HM Revenue & Customs (HMRC) employ legal trainees from all backgrounds, reflecting the diversity of the organisation and of the businesses and customers HMRC serve.
HMRC offers challenging work and attracts the very highest calibre of lawyer due to the quality and wide variety of work carried out by the Solicitor’s Office. Trainees can expect to work directly with highly skilled and technically excellent barristers and solicitors of all levels from various Government Legal Service (GLS) Departments and the private Bar and to be engaged directly in high profile, demanding, and cutting edge legal issues.
There are currently four second year trainees; one solicitor and three barristers, and four first year trainees; one pupil barrister and three solicitors.
The trainees range in age from early twenties to thirties, and have a wide range of academic backgrounds including degrees in history, psychology and diplomacy. It is reasonably common for legal trainees to have Masters degrees in Law or other subjects.
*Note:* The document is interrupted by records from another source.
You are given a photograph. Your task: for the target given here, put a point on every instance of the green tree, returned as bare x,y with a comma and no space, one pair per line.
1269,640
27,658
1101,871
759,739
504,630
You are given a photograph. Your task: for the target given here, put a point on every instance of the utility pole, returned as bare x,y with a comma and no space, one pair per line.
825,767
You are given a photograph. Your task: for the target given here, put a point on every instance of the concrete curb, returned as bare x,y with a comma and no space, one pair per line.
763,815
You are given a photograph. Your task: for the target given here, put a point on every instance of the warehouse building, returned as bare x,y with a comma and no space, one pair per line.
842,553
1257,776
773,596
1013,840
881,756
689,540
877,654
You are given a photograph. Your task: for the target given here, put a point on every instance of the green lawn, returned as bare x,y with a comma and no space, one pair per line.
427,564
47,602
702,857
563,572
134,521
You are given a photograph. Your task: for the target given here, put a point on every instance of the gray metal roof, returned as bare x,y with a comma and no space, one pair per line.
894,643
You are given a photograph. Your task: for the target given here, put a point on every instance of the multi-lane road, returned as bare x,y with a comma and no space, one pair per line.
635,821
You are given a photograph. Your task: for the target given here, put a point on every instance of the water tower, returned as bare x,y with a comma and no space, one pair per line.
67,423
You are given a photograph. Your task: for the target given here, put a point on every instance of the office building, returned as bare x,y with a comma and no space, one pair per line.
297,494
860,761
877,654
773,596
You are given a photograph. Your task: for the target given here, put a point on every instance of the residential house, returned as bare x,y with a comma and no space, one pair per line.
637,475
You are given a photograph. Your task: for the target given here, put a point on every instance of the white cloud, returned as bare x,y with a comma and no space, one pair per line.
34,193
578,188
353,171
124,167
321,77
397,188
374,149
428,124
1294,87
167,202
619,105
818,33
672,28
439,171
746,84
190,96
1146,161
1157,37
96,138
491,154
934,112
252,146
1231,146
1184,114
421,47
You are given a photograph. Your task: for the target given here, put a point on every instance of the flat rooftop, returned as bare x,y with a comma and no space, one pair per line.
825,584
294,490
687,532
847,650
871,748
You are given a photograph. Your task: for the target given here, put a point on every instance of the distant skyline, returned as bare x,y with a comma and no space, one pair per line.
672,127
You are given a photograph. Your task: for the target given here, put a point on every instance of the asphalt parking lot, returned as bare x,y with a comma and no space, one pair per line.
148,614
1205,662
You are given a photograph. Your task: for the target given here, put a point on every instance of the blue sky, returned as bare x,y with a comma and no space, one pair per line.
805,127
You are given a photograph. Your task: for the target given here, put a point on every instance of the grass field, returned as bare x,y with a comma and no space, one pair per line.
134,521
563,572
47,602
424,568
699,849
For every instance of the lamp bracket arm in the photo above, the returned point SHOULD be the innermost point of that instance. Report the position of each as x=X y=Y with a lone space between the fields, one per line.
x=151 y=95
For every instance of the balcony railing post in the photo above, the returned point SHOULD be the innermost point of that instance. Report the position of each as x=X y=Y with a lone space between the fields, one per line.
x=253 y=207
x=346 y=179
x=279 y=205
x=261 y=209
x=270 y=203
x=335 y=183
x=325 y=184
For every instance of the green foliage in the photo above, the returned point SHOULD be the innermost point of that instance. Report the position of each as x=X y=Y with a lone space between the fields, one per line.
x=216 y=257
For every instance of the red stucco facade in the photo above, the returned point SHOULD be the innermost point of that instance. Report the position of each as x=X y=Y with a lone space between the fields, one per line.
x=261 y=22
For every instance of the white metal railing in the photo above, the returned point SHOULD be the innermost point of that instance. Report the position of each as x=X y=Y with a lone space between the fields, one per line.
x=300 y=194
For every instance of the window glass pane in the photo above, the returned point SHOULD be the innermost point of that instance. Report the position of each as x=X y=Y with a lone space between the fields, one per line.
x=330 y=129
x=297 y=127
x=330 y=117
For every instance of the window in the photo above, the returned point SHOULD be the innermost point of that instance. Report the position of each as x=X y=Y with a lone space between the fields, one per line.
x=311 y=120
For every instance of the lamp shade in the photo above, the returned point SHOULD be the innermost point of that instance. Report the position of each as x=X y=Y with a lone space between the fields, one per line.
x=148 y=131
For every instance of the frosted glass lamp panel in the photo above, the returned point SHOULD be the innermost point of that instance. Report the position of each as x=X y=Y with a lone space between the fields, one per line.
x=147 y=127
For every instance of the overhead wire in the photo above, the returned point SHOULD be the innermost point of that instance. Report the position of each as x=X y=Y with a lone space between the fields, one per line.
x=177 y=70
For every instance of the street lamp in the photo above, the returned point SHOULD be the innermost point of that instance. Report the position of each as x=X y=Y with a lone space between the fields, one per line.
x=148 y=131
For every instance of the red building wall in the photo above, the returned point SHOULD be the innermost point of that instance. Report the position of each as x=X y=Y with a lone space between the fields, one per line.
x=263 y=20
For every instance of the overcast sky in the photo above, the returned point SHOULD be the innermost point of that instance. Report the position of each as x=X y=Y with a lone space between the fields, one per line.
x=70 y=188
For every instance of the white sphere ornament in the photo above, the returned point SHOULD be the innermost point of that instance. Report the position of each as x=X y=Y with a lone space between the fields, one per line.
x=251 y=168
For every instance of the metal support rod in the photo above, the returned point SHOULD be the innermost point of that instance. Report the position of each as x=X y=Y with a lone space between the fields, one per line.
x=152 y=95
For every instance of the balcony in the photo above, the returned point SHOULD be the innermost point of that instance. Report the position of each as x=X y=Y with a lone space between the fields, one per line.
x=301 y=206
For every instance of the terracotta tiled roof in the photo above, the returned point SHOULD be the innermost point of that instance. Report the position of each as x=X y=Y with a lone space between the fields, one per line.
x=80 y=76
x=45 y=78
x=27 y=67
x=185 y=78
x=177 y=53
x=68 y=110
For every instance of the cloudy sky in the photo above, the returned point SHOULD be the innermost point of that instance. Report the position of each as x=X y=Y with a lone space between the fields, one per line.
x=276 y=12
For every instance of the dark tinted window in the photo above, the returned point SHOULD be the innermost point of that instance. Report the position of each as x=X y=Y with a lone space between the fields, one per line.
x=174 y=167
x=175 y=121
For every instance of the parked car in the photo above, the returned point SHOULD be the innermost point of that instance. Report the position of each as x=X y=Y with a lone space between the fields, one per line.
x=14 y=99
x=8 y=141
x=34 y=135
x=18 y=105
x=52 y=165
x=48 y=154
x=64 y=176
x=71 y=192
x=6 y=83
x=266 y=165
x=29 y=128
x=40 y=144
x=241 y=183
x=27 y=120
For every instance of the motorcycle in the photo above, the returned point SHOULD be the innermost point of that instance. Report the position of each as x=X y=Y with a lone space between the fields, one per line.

Jennifer Small, a first year trainee joined the GLS in September 2010 after completing a history degree at Oxford followed by the law conversion course and a very eventful gap year:
'I went straight from my history degree at Oxford, to a law conversion course at BPP in Manchester. I had taken part in a mock trial in sixth-form and watched mooting competitions at university, after which I was hooked. At BPP, I was struggling to find a training contract which focused on something a little wider than acquisitions and mergers and incorporated public law. A fellow student who was co-chairing the Liberty Advice clinic with me suggested the GLS. I successfully applied just before I started my LPC. I applied two years ahead so that I could have a gap year before starting work. Over my gap year I completed BPP’s LPC conversion course to a LLM, spent two weeks backpacking around Japan and a month in Northern Spain on an archaeological dig, sleeping with nine complete strangers in a village with a population of 20! I started at HMRC a month later.
I have now been working in the Criminal Finances, Customs and Excise team for four months.
I was thrown in at the deep end; receiving my first piece of advice on my first day. I also inherited the previous trainee’s case load (about 15 cases) of various levels of complexity while endeavouring to get to grips with Customs and Excise law. The team was very helpful and welcoming though and I enjoyed being given such a level of responsibility so early on.
The work of the team mainly falls into three areas: classification of goods, various different VAT and input tax reliefs and cash forfeiture. If this was not exciting enough miscellaneous cases also get assigned to us- I even have conduct of a defamation case.
Since I have been here, I have observed a permission hearing for a Judicial Review, attended a conference with a QC and observed a mediation in action. That’s besides conducting my own cases (under supervision) and representing HMRC alone at the tribunal when minor hearings have arisen.
I’ve had chance to develop a lot of my legal skills here and it has only been four months! I’ve really enjoyed the work so far and I’m looking forward to the new challenges by next seat will bring.
Kate Means qualified as a barrister in 2009 and currently works in the Personal Tax Litigation Team.
I started my pupillage with HMRC in September 2008. My first six months was spent at Devereux Chambers working on tax, employment and professional negligence cases. I spent my second sixth months within the Solicitor's Office at HMRC in the Criminal Finance, Customs and Excise Litigation Team which involved confiscating contraband from smugglers and custom classifications under European law. My third seat was spent in the Legislation and European Coordination Team which gave me an overview on the legislative process as well as an insight into how European law affects HMRC's work. I spent my final seat in the Duties and Environmental Taxes Advisory Team which gave me the opportunity to develop my advisory and statutory drafting skills.
My first substantive post is in the Personal Tax Litigation Team. It is a fantastic team which does a wide range of work from large scale tax avoidance, to responding to threats of judicial review in relation to tax credit appeals. My cases range from a £50 claim against HMRC in the County Court to a lead case in a tax avoidance scheme which is worth £200 million. I am responsible for conducting the litigation in my cases but am surrounded by experienced, knowledgeable and friendly colleagues who provide support when needed.
Whilst I have only been in the Personal Tax Litigation Team for a few months, I have already had to deal with a broad range of issues and am enjoying the strategic side of HMRC's litigation. I think the training at HMRC provides a comprehensive foundation to be a lawyer who can adapt to different situations, respond to new issues, and make appropriate judgment calls. In addition, I feel a real sense of satisfaction in conducting cases against tax avoiders and consequently contributing to making the tax system operate fairly.